Importance of the Monuments
Motte and bailey castles are medieval fortifications introduced into Britain by the Norrnans. They comprised a large conical mound of earth or rubble, the motte, surmounted by a palisade and a stone or timber tower. In a majority of examples an embanked enclosure containing additional buildings, the bailey, adjoined the motte. Motte castles and motte-and-bailey castles acted as garrison forts during offensive military operations, as strongholds, and, in many cases, as aristocratic residences and as centres of local or royal administration. Built in towns, villages and open countryside, motte and bailey castles generally occupied strategic positions dominating their immediate locality and, as a result, are the most visually impressive monuments of the early post-Conquest period surviving in the modern landscape. Over 600 motte castles or motte-and-bailey castles are recorded nationally, with examples known from most regions. As one of a restricted range of recognised early post-Conquest monuments, they are particularly important for the study of Norman Britain and the development of the feudal system.
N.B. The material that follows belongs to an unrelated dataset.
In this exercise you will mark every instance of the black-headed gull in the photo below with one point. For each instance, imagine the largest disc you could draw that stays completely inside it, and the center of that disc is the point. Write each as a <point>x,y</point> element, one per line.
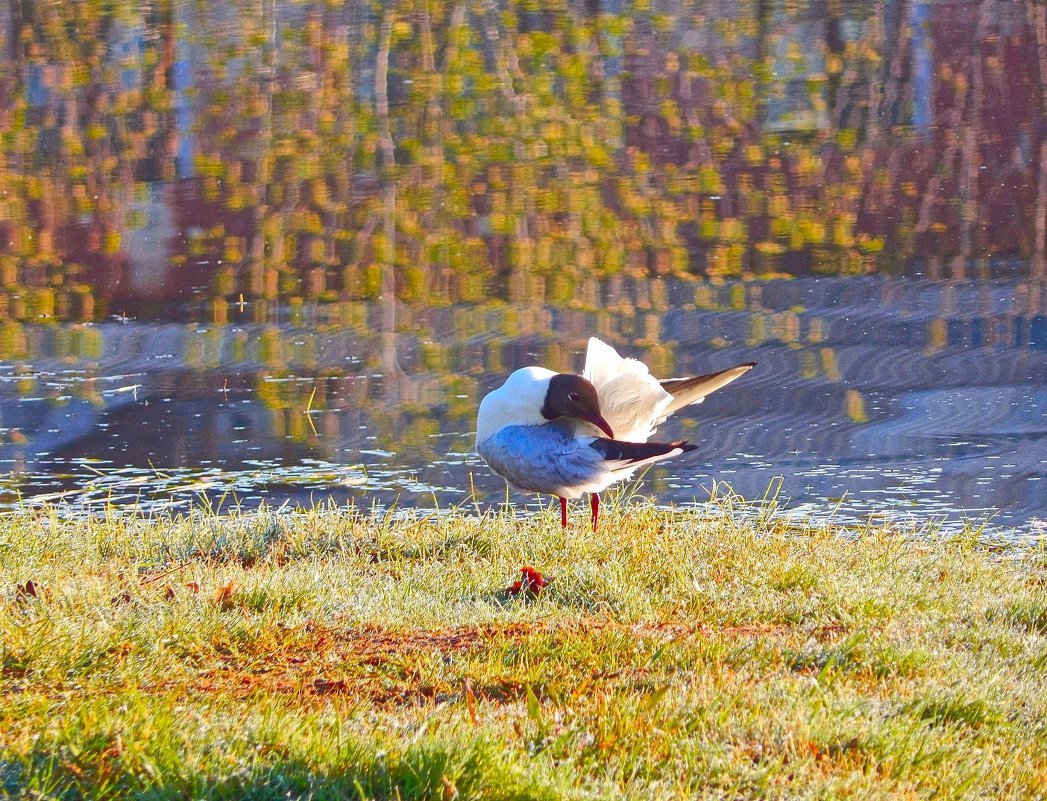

Although many were occupied for only a short period of time, motte castles continued to be built and occupied from the 11th to the 13th centuries, after which they were superseded by other types of castle.
Castle Pulverbatch motte and bailey castle survives well and is one of the finest examples of its class in the county. The substantial motte and the bailey earthworks will contain valuable archaeological information concerning its method of construction and evidence relating to the occupation of the castle. The interiors of the motte and of both baileys appear undisturbed and will contain valuable stratified archaeological information relating to the date, character and occupation of the buildings which once stood upon the motte and within the baileys. The castle is a substantial example, which is believed to have been in use far only a short period between 1086 and l202 and to have subsequently remained deserted. The early archaeological remains will therefore be undisturbed by any later occupation of the site and will be of’ particular value. Environmental evidence relating to the landscape in which the monument was constructed and the economy of the period will be preserved sealed on the old land surface beneath the motte and the bailey ramparts and in the fill of the various ditches.
Such motte and bailey castles also contribute valuable information relating to the settlement pattern, social structure and administrative organisation of the countryside during the early medieval period.